For in the Frenchwoman’s cold eyes, straight mouth and well-shaped nose, and even more in the quick glance she threw, penetrating, intelligent, malignant, at her nominal chief, Audrey recognised that hitherto unsuspected likeness to Mr. Candover which confirmed part of the story told by her mysterious black-robed visitor.
And Audrey knew that in Mademoiselle Marie Laure, the Frenchwoman who “couldn’t speak English,” she had to deal with the half-sister of Mr. Candover, the woman of whom she had been told that “she was as wicked and heartless as he was himself.”
CHAPTER XVIII
It was inevitable that such a scene as that which had passed in Madame Rocada’s showrooms, should become matter of common gossip within a few hours.
The story reached the clubs before the afternoon was over, and on every hand it was discussed, with variations of all sorts, until poor Audrey herself would hardly have recognised either her own portrait or the details of the miserable affair.

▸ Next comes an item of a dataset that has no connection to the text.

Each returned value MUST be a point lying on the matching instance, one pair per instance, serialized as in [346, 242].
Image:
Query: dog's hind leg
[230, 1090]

Sir Harry Archdale, who had walked away with Mr. Candover, and who found an opportunity of expressing his admiration for Miss Pamela, even while he regretted having met her in the society of Madame Rocada, detailed his version of the occurrence to the young Angmerings, and they, after hearing various other accounts of it, went back next morning to their father’s place in Hampshire, for the very purpose of enlightening both Lord Clanfield and their cousin concerning an event which touched the family honour nearly.

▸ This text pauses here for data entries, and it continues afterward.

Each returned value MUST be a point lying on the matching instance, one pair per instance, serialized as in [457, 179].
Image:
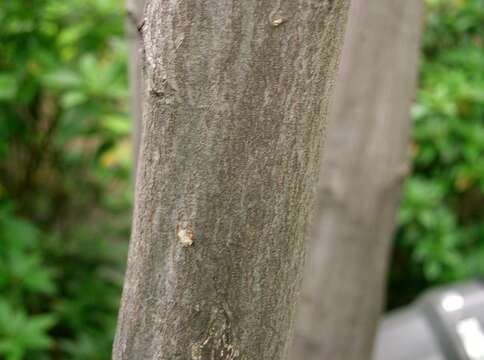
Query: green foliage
[65, 163]
[441, 229]
[64, 174]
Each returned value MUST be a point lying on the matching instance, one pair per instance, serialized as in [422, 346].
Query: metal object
[444, 324]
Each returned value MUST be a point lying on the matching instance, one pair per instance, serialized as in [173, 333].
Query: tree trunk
[362, 172]
[134, 21]
[234, 106]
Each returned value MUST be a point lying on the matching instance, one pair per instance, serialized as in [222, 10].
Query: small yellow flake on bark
[185, 235]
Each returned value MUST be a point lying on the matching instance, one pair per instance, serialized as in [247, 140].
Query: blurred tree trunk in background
[235, 98]
[363, 168]
[134, 21]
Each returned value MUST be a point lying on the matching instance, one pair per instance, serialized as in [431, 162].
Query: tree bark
[134, 21]
[234, 106]
[363, 168]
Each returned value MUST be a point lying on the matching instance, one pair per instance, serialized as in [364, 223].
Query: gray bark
[363, 168]
[134, 21]
[234, 107]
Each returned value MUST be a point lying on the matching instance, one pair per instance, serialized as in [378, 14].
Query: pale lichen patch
[277, 21]
[185, 235]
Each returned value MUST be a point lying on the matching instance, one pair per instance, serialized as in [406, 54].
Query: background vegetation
[65, 191]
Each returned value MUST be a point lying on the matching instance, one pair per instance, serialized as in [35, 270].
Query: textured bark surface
[363, 167]
[235, 100]
[134, 21]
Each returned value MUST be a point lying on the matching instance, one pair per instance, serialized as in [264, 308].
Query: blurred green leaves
[441, 227]
[64, 177]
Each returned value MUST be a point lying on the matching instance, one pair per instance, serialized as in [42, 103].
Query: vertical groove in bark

Both Edgar and his brother Geoffrey had shared the general suspicions of Madame Rocada’s good faith, and had alternately chuckled and waxed indignant over the story that she was their cousin’s wife, at one moment believing it and pitying Gerard, at another laughing at it as an invention, or growing angry at the notion.
Now, however, the aspect of affairs had changed. Sir Harry had told them of what Mr. Candover had said, that Madame Rocada, the artful keeper of a shady gambling-house, was the wife of a convict. And this statement, chiming in with Audrey’s own confession that she was their cousin’s wife, made them feel the necessity of communicating with their father, who would deal with the matter as he might think fit.
It was an awful scandal to have a cousin under their roof who, whether guilty or innocent, had undoubtedly been convicted of forgery; it was a worse thing for it to become known that this cousin’s wife was a woman in whose house men were fleeced of their money.